29 de julio del 2026
Las metas más importantes en el deporte difícilmente se alcanzan de un día para otro. Son el resultado de años de entrenamiento, disciplina, respaldo familiar y la determinación de seguir adelante ante cada desafío. Ese camino llevó a Pablo Andrade a cumplir uno de sus grandes objetivos: debutar como jugador profesional en la LNBP, lo cual consiguió la noche del martes al disputar su primer juego oficial con los Astros de Jalisco, durante el partido disputado en la Arena Astros frente a Correcaminos de la Universidad Autónoma de Tamaulipas.
Durante su etapa como estudiante de licenciatura y posteriormente de maestría en la Universidad Madero, Andrade se convirtió en uno de los referentes de los Tigres Blancos y en uno de los jóvenes más queridos por la afición gracias a su liderazgo, entrega y compromiso dentro y fuera de la cancha.

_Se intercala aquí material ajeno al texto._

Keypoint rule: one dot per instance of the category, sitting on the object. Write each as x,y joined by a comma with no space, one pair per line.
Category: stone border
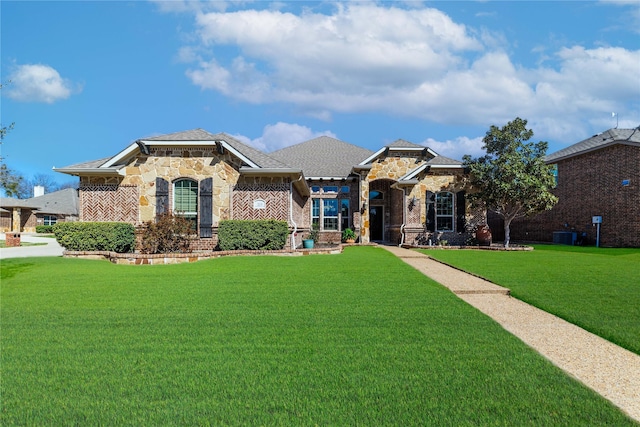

Su trayectoria universitaria estuvo llena de logros. Formó parte del equipo que conquistó el campeonato de la División 2 de la Liga ABE y consiguió el ascenso al máximo circuito del básquetbol estudiantil. Más tarde, fue pieza importante en el histórico bicampeonato nacional de División 1 y en la obtención de un subcampeonato.
A nivel individual, su desempeño también fue reconocido al ser nombrado Jugador Más Valioso de la Liga ABE en 2023 e integrar el Cuadro Ideal de la temporada, distinciones que premiaron su talento y la constancia con la que trabajó durante su carrera universitaria.
Detrás de esos resultados hubo incontables horas de entrenamiento, sacrificios personales, responsabilidades académicas y el respaldo permanente de su familia, factores que hicieron posible su crecimiento deportivo.
Para la comunidad maderista, el debut de Pablo Andrade representa un motivo de orgullo, pues significa ver cristalizado uno de los objetivos que persiguió desde sus años como estudiante deportista.
Radai Villaseñor, coach de UMAD, comentó sobre el debut profesional de Pablo Andrade.
“Todos los muchachos y yo estamos muy felices porque para nosotros es un empuje más a seguir creciendo, a seguir desarrollándonos y trabajando. Pablo es una persona humilde, trabajadora, inteligente, sumamente eficaz y con una pasión enorme por el básquetbol. Para mí es un jugador completo; es un muchacho de 25 años y con mucha carrera por venir. Le deseamos lo mejor del mundo y ahora vamos a estar apoyando y cuando venga a Puebla le echaremos porras”.